CSI Drivers for GPU Storage

NVIDIA GPUDirect Storage CSI Recommended

Official NVIDIA CSI driver with GDS support. Handles device registration, huge pages, and mount options automatically.

  • Auto-registers NVMe with GDS
  • Handles cuFile config injection
  • Works with local and NVMe-oF
  • Requires NVIDIA GPU Operator

Dell CSI PowerScale Enterprise

Enterprise storage arrays with NVMe-oF backend. CSI driver handles multipathing and GDS compatibility.

  • NVMe-oF/RDMA backend
  • ANA multipathing built-in
  • Snapshot and clone support
  • Enterprise support contract

Pure Storage CSI Enterprise

FlashArray and FlashBlade with NVMe-oF. DirectPath for kernel bypass.

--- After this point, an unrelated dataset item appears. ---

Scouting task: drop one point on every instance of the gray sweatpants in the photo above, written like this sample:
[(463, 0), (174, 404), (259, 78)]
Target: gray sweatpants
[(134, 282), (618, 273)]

  • DirectPath I/O (reduced latency)
  • NVMe/RoCE and NVMe/TCP
  • GPUDirect Storage certified
  • Kubernetes-native management

OpenEBS Mayastor Open Source

Cloud-native storage with NVMe-oF backend. Good for on-prem Kubernetes clusters.

  • NVMe-oF/TCP based
  • Replication and snapshots
  • No GDS optimization (yet)
  • CNCF Sandbox project

StorageClass for GDS

YAML
# StorageClass optimized for GDS
apiVersion: storage.k8s.io/v1
kind: StorageClass
metadata:
  name: gds-nvme
provisioner: csi.nvidia.com
parameters:
  type: nvme-local
  fsType: xfs
  mkfsOptions: "-K"           # Don't discard on mkfs
mountOptions:
  - noatime                        # Don't update access times
  - nodiratime
  - nobarrier                      # SSD doesn't need barriers
  - logbufs=8                      # XFS log buffers
volumeBindingMode: WaitForFirstConsumer
allowVolumeExpansion: true
4

File Systems for GDS

GDS Compatibility Matrix

File System GDS Support Notes
ext4 ✓ Full Support Most common. Mount: -o nobarrier,data=ordered
XFS ✓ Full Support Better for large files, parallel I/O. Recommended for checkpoints.
Lustre ✓ Full Support Parallel FS. Requires lustre-client-gds. HPC standard.
GPFS / Spectrum Scale ✓ Full Support Enterprise parallel FS. Native GDS (v5.1+). IBM AI infra.
WekaFS ✓ Full Support Purpose-built for AI. Native GDS. Highest performance.
BeeGFS ⚠ Partial Requires tuning. Check version compatibility.
NFS ✗ Not Supported No O_DIRECT to NFS. Use NVMe-oF instead.
CIFS/SMB ✗ Not Supported Windows protocol. No GDS path.

O_DIRECT Requirement

⚠️ Critical GDS requires O_DIRECT to bypass the page cache. Files must be opened with O_DIRECT flag, and I/O must be aligned.
C
// O_DIRECT requirements
int fd = open(path, O_RDONLY | O_DIRECT);

// Alignment requirements (typically 4KB)
size_t alignment = 4096;
void* buffer;
posix_memalign(&buffer, alignment, size);

// Size must be multiple of alignment
size = (size + alignment - 1) & ~(alignment - 1);
💡 Tip Use cuFileDriverGetProperties() to query the required alignment for your system.

Parallel Filesystem Tuning

Bash
# Lustre tuning for GDS
lctl set_param llite.*.max_read_ahead_mb=0      # Disable readahead (GDS handles)
lctl set_param osc.*.max_pages_per_rpc=1024     # Larger RPCs
lctl set_param osc.*.max_rpcs_in_flight=32      # More parallelism

# XFS tuning
mkfs.xfs -d su=1m,sw=4 /dev/nvme0n1              # Stripe unit/width for RAID
mount -o noatime,nodiratime,logbufs=8 /dev/nvme0n1 /data